Further, we must evaluate whether such a course is practical in terms of likely success. Is there a sufficiently strong system of discipline in place to which this person is accountable? Will you be able to give them enough hard evidence to act? (I pointed out in my last post how difficult it can be for an outsider to cut through all the diversions and lies to determine who is at fault, and who is telling the truth.) Is there any possibility of bringing in experts to help diagnose the problem or mediate the dispute?
Participating in a process that could potentially remove an abusive pastor or elder from a position from which he could harm others is keeping your vow to work for the purity of your church. If you are, yourself, an officer in the church, your obligation is probably much higher to attempt to do so if that sad duty falls to you. However, before doing so, you should count the cost and plan how to protect yourself and your family from the certain retaliation and counter-attack such a move will provoke.

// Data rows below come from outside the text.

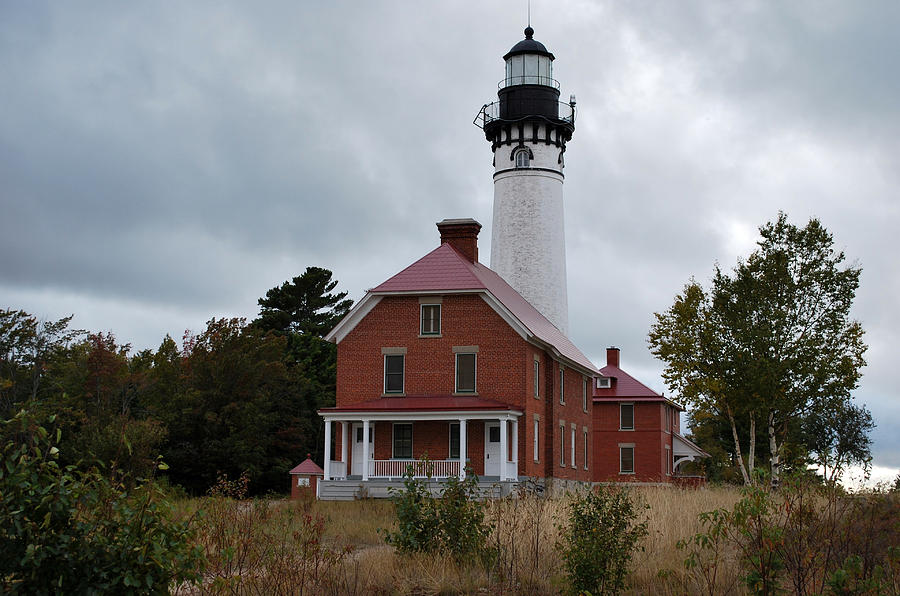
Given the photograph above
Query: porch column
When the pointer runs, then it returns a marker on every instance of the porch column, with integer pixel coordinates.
(504, 449)
(345, 440)
(462, 448)
(326, 465)
(515, 440)
(365, 450)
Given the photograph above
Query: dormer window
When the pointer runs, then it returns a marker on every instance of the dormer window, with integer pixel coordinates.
(523, 159)
(431, 319)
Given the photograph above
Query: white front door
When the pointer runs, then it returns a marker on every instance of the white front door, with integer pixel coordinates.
(492, 459)
(356, 433)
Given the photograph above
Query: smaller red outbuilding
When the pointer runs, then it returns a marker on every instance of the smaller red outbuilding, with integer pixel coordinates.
(305, 478)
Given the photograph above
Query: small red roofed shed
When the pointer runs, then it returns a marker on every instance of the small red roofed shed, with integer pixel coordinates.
(305, 478)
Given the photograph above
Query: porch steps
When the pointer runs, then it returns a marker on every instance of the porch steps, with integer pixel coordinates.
(349, 490)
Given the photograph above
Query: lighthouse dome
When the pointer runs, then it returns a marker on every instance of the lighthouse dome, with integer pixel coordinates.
(528, 46)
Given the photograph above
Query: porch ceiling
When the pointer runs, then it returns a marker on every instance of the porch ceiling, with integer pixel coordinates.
(438, 407)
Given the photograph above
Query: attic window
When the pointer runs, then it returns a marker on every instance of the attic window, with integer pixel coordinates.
(431, 319)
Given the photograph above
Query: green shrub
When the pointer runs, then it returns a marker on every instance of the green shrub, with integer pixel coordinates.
(453, 524)
(601, 536)
(64, 530)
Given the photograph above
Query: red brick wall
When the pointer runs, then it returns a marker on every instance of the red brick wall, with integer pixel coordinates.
(430, 363)
(505, 372)
(649, 438)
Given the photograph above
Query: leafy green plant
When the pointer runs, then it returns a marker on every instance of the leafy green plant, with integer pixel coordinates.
(454, 523)
(65, 530)
(603, 531)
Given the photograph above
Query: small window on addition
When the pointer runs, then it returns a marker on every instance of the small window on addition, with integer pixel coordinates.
(626, 417)
(431, 319)
(626, 459)
(523, 160)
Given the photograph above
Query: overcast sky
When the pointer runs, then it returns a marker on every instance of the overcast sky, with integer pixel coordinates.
(165, 163)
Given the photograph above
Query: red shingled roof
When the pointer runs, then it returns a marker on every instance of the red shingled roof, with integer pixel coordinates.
(626, 386)
(420, 403)
(308, 467)
(445, 269)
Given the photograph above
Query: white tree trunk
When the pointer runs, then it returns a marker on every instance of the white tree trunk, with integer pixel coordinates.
(751, 458)
(737, 446)
(773, 450)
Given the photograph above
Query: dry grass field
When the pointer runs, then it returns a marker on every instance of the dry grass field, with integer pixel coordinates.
(285, 547)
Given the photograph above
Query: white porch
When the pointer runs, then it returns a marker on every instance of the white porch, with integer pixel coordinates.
(354, 460)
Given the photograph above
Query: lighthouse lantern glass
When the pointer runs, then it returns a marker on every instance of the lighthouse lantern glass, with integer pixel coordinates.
(529, 69)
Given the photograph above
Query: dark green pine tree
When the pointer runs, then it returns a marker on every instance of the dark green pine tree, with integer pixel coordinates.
(304, 305)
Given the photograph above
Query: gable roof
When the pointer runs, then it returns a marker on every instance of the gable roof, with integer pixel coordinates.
(308, 467)
(626, 386)
(445, 270)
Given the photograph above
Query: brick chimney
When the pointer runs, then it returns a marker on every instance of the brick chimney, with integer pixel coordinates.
(612, 356)
(461, 234)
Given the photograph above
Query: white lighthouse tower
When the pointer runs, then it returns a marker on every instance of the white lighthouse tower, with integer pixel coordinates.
(528, 129)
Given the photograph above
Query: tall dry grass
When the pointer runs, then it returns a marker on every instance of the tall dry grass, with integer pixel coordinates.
(339, 548)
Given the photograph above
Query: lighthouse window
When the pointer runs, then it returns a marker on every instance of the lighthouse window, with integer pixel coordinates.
(522, 158)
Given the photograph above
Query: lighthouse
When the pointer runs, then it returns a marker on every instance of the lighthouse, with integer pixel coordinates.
(528, 128)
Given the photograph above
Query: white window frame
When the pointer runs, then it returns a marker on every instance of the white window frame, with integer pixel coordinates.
(394, 440)
(450, 441)
(668, 461)
(402, 375)
(623, 446)
(622, 405)
(584, 432)
(456, 389)
(422, 320)
(572, 446)
(562, 386)
(562, 443)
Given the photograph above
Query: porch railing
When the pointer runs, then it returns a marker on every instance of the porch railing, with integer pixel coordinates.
(396, 468)
(338, 469)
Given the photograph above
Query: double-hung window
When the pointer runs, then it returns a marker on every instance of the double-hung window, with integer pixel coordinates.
(431, 319)
(562, 443)
(393, 373)
(562, 385)
(454, 440)
(584, 434)
(466, 373)
(402, 442)
(572, 447)
(626, 417)
(626, 459)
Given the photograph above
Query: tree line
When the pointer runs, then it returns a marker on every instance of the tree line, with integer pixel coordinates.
(236, 397)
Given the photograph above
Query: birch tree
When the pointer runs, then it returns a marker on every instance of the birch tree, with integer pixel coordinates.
(773, 339)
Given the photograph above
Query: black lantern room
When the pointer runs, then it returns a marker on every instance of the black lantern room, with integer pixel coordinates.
(528, 92)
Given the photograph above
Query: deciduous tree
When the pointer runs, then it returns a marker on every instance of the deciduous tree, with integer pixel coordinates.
(772, 340)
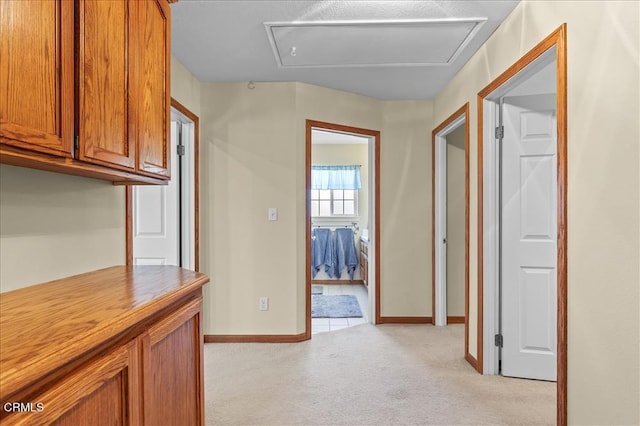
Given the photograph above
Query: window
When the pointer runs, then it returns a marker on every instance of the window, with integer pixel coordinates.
(334, 202)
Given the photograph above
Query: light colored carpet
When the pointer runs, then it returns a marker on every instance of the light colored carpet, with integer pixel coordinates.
(366, 375)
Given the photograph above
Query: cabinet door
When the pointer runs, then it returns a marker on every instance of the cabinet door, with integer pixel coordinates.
(152, 87)
(172, 368)
(36, 75)
(105, 392)
(104, 65)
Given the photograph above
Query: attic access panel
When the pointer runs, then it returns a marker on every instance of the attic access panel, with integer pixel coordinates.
(367, 43)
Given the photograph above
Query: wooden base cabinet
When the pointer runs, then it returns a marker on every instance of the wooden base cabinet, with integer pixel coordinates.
(103, 392)
(172, 365)
(135, 358)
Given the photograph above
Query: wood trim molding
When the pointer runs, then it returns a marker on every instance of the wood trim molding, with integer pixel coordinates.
(128, 201)
(255, 338)
(405, 320)
(375, 134)
(463, 110)
(196, 182)
(471, 360)
(196, 178)
(337, 282)
(457, 320)
(558, 38)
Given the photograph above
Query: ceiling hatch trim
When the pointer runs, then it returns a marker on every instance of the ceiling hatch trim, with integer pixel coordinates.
(335, 44)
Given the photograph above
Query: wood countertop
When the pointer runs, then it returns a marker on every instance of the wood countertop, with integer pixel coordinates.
(46, 326)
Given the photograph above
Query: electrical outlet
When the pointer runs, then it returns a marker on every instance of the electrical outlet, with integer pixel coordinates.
(264, 303)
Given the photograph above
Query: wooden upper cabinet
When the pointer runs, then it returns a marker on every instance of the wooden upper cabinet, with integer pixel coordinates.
(104, 75)
(84, 87)
(36, 75)
(151, 87)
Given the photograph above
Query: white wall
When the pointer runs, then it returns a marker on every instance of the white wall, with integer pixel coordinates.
(603, 208)
(406, 208)
(248, 163)
(54, 225)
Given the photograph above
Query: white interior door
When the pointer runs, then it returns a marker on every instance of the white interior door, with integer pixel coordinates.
(155, 218)
(529, 240)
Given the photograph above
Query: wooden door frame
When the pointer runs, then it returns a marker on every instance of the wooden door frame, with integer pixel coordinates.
(460, 113)
(557, 39)
(196, 192)
(375, 135)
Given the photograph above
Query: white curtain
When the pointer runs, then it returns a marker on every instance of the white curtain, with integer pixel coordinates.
(335, 177)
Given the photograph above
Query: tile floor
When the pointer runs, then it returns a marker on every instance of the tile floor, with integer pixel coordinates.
(321, 325)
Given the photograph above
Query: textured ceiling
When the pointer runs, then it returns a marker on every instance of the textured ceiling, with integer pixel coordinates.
(226, 41)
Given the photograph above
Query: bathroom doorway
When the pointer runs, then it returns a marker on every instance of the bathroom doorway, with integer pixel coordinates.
(342, 211)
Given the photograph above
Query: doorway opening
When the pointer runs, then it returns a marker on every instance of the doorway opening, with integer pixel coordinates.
(450, 220)
(163, 220)
(342, 199)
(522, 263)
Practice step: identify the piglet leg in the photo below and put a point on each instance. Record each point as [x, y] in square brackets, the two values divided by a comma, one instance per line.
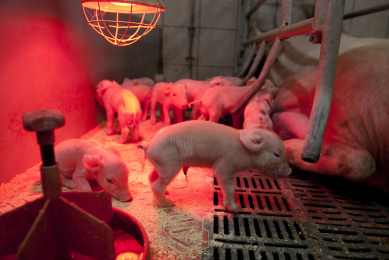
[146, 110]
[110, 116]
[152, 112]
[135, 133]
[178, 115]
[226, 180]
[159, 179]
[166, 115]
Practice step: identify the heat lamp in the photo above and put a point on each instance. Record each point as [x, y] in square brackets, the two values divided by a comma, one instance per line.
[123, 22]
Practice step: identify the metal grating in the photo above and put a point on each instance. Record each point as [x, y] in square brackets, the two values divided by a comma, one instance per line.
[304, 216]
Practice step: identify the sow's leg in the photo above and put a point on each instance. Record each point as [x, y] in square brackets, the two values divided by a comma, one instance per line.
[335, 159]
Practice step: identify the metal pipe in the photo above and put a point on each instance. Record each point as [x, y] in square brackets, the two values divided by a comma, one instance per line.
[318, 19]
[255, 64]
[261, 79]
[366, 11]
[296, 29]
[325, 80]
[241, 37]
[247, 62]
[191, 34]
[254, 8]
[286, 10]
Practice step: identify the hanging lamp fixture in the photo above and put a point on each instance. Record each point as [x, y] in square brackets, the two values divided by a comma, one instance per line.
[123, 22]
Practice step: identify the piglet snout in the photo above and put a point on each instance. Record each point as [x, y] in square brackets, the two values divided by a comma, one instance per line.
[129, 199]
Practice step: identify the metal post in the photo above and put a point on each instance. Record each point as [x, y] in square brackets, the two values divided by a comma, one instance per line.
[325, 80]
[248, 60]
[262, 77]
[296, 29]
[318, 21]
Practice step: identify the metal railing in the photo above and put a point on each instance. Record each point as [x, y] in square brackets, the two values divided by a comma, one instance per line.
[325, 28]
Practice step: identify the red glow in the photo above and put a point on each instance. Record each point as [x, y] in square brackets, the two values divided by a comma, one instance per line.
[114, 20]
[41, 68]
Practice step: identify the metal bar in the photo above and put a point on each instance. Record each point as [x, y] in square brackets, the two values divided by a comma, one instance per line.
[318, 19]
[191, 33]
[255, 64]
[248, 61]
[261, 79]
[325, 80]
[366, 11]
[254, 8]
[296, 29]
[286, 10]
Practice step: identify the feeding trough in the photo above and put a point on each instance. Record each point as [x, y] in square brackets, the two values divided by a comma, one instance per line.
[73, 225]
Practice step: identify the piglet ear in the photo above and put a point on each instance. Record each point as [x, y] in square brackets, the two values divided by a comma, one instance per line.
[167, 87]
[92, 162]
[112, 149]
[103, 85]
[251, 81]
[251, 138]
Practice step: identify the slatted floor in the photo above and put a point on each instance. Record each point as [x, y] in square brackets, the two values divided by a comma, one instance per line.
[304, 216]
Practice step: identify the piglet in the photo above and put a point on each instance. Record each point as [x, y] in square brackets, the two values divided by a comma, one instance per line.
[143, 94]
[170, 96]
[80, 161]
[257, 112]
[223, 148]
[121, 101]
[139, 81]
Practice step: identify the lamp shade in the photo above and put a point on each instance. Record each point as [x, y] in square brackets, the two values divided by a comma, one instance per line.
[123, 22]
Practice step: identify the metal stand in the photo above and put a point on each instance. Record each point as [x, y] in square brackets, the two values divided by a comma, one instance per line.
[52, 227]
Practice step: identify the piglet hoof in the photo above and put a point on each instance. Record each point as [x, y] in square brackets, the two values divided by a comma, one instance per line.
[234, 208]
[110, 132]
[165, 204]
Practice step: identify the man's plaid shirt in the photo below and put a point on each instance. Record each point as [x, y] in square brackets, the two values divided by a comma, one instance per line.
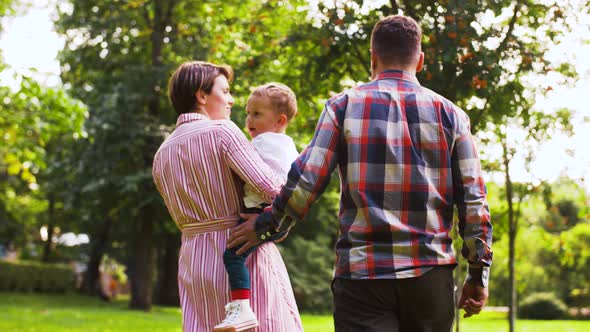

Help for the Abuser and the Abused
We also need to face the sad truth that we will not be able to change or reform the truly disordered personality. Mental health professionals and professional counselors hold out little hope for correcting this problem that developed in early childhood. Some modification of behavior is sometimes possible after years of therapy, however the lack of early personality development is not thought to be correctable. As most people suffering from this problem refuse therapy or counseling unless they are coerced by the civil courts or an employer, it is difficult to achieve even behavior modification. Therefore, refusing to break away from an abusive relationship because we hold out hope of changing the abuser is foolish. We do better to remove ourselves from his sphere of influence and pray that God might bring about healing.
This brings us to the sad truth that abusive relationships can be strangely addicting for the abused person, and breaking away is often difficult or even traumatic. There is a mutual dependency that can develop, especially with those who work closely with the abuser and find themselves in a supporting role in a manipulative system. Also, victims of this kind of spiritual manipulation often need help sorting out the bad theology they have learned, especially as regards legalism, feelings of unworthiness, and a distorted view of the gospel. However, the prognosis for counseling for the abused person is quite good. If you find yourself struggling with breaking away or recovering from an abusive church situation, seek out a Christian counselor or pastor with experience dealing with spiritual abuse situations.